“Synesthesia”: The Music-Inspired Portraits and Mindscapes of Lennie Peterson
The exhibition will be presented in the Great Hall from June 23-July 17.
Take a moment to listen to a conversation with Managing Director Molly Demeulenaere and artist and musician Lennie Peterson.
The Music- Inspired Portraits and Mindscape of Lennie Peterson is a collection of art in many mediums. This exhibition will showcase Lennie’s ability to “see” music and translate the shapes, colors, and images of that music onto his canvas or paper.
“I’ve always been fascinated with the visuals that come about for me as a result of listening to music,” Peterson says. “And the Cultural Center is the perfect showcase for that inspiration.”
Lennie Peterson has traveled the world several times dedicating his life to visual art, music, and arts education in a wide variety of capacities.
His award-winning artwork and illustrations have been featured in solo and group exhibitions in galleries throughout the United States and his art has been purchased throughout the world including Japan, Spain, Argentina, Wales, and, most recently, Kuwait.
Peterson is also a former professor at Boston’s Berklee College of Music and currently a professional freelance musician performing over 300 dates a year, including trombonist with the World Music band, Entrain.
He has toured extensively appearing with several renowned symphony orchestras in some of the world’s most prestigious concert halls.
The Cultural Center of Cape Cod exhibition is dedicated to Peterson’s father who recently passed away at the age of 93.

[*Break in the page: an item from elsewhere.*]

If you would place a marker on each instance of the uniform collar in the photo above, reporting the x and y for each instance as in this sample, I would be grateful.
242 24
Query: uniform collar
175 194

“My father was a musician and my mother was an artist so this path I’ve chosen is obviously no accident,” Peterson says. “And my composer portraits especially combine the two worlds for me. They allow me to pay tribute to the musical genius who shape the world around us. My Dad, a lover of classical music, was fascinated with the idea of me making music visual.”

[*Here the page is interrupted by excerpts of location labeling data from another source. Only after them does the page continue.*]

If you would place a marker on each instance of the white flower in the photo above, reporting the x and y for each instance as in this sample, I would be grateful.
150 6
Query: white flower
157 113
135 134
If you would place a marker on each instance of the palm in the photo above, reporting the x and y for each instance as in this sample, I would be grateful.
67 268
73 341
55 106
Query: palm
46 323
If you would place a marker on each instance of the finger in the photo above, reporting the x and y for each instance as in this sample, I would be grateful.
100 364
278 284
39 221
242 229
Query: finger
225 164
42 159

“It’s only in the last ten years, through a fellow professor at Berklee, that I learned this was even considered a ‘condition’.
Peterson says, “It’s only recently that I’ve started to reflect on the origins of my art related to my synesthesia.”
Synesthesia is a phenomena dating back to Greek antiquity where it was commonly referred to as “Synesthesia In Art”. In 1812 a German physician, Sachs, was the first one to medically mention synesthesia in his thesis. Since then, other studies have been conducted in educational and medical areas, both having remarkable results.
“I’m fortunate to have the outlets of both music and visual art to communicate this experience,” Peterson says.